Mr. Keyes, a conservative Republican who ran unsuccessfully against Maryland's other Democratic senator, Paul S. Sarbanes, in 1988, said he had consulted with supporters, who backed his decision. He repeatedly lashed out at the "Democratically controlled press" for making an issue out of the practice.

He said his campaign-financed salary, disclosed two weeks ago by The Sun, represents a 58 percent pay cut from the $290,000 he earned last year from a conservative organization, Citizens Against Government Waste, and from speeches and newspaper columns.

The monthly stipend is "just enough so I can make sure my family wasn't turned out in the street," said Mr. Keyes, who owns a four-bedroom home in Montgomery County.

Despite the cheers of several dozen supporters on hand for the announcement, not all Republicans applauded Mr. Keyes' decision. The state party chairman was among those who expressed disappointment yesterday.

"It's not illegal. It's a perception problem," said Maryland GOP Chairman Joyce Lyons Terhes. "If I were him I would not have chosen this way to do it."

She said it would have been better for Mr. Keyes to take out a loan for living expenses during the campaign. The campaign-financed salary makes his Senate race "more difficult," she said.

Ms. Terhes added that calls and letters to Republican headquarters had been critical of the practice.
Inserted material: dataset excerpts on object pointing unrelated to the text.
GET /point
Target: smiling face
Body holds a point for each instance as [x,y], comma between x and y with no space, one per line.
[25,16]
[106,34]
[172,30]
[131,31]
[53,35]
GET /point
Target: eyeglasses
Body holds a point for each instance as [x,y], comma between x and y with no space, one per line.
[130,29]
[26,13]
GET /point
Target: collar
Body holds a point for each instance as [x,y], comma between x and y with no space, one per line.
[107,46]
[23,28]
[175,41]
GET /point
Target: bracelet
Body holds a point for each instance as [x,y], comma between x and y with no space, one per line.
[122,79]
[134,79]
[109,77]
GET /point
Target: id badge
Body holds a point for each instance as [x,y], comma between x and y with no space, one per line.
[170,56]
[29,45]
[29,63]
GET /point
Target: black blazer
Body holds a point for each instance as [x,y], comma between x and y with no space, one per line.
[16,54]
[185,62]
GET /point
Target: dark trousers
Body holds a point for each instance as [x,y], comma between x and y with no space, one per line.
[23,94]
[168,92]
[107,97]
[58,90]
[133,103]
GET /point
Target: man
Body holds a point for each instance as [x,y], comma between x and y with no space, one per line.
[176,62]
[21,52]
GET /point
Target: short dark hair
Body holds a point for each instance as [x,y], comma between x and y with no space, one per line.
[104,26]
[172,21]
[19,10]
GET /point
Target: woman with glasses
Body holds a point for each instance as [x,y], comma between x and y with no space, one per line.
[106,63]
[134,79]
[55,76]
Mr. Keyes spent much of his news conference in a rambling tirade against the federal government, high taxes, Ms. Mikulski and the press.

Recalling that his father started out making $54 a month, Mr. Keyes, who is black, suggested that racism was behind the criticism of his personal finances.

"I imagine Barbara Mikulski and her ilk won't be satisfied until Alan Keyes is earning $54 a month," he said. "They don't want us to have any progress generation to generation. They find it deeply hateful and hurtful that people in this society should be able to make a couple of steps up the ladder . . . especially if they come from certain backgrounds or have certain skin color. It's sickening."

The GOP nominee claimed it wasn't unusual for candidates to pay themselves a salary. "It's done all the time," he said. "Being a candidate's a job. I don't know what all the fuss is."

When he ran against Mr. Sarbanes he also used campaign funds to pay living expenses, he said.

In fact, federal candidates almost never pay salaries to themselves from campaign accounts, though the practice has never been found to be illegal. The Federal Election Commission said in a 1980 advisory opinion that candidates have "wide discretion" in how they spend campaign funds, telling a candidate that year he could use campaign funds to pay for living expenses.

Again this year, the election commission failed to outlaw the practice after a GOP Senate candidate from Wisconsin, Roger Faulkner, asked if he could properly receive a $3,000 a month from campaign funds to cover his living expenses. The commission split 3-3 along party lines, with Democrats voting to make such payments illegal and Republicans ruling them permissible.

Responding to reporters' questions, Mr. Keyes said he will continue making speeches for money, adding that his standard fee is $3,500. He has made two speeches since November and has two more scheduled, including one Tuesday in Cincinnati.

"I will continue to do as much of that as I can within the constraint of the campaign," he said.

Mr. Keyes said that after the story of his salary came to light, he contemplated selling his home but feared he could not get back what he had paid for it.

"The result would not cover the mortgage plus the closing costs," he said. "We have a lot of beleaguered middle class people just like my- self."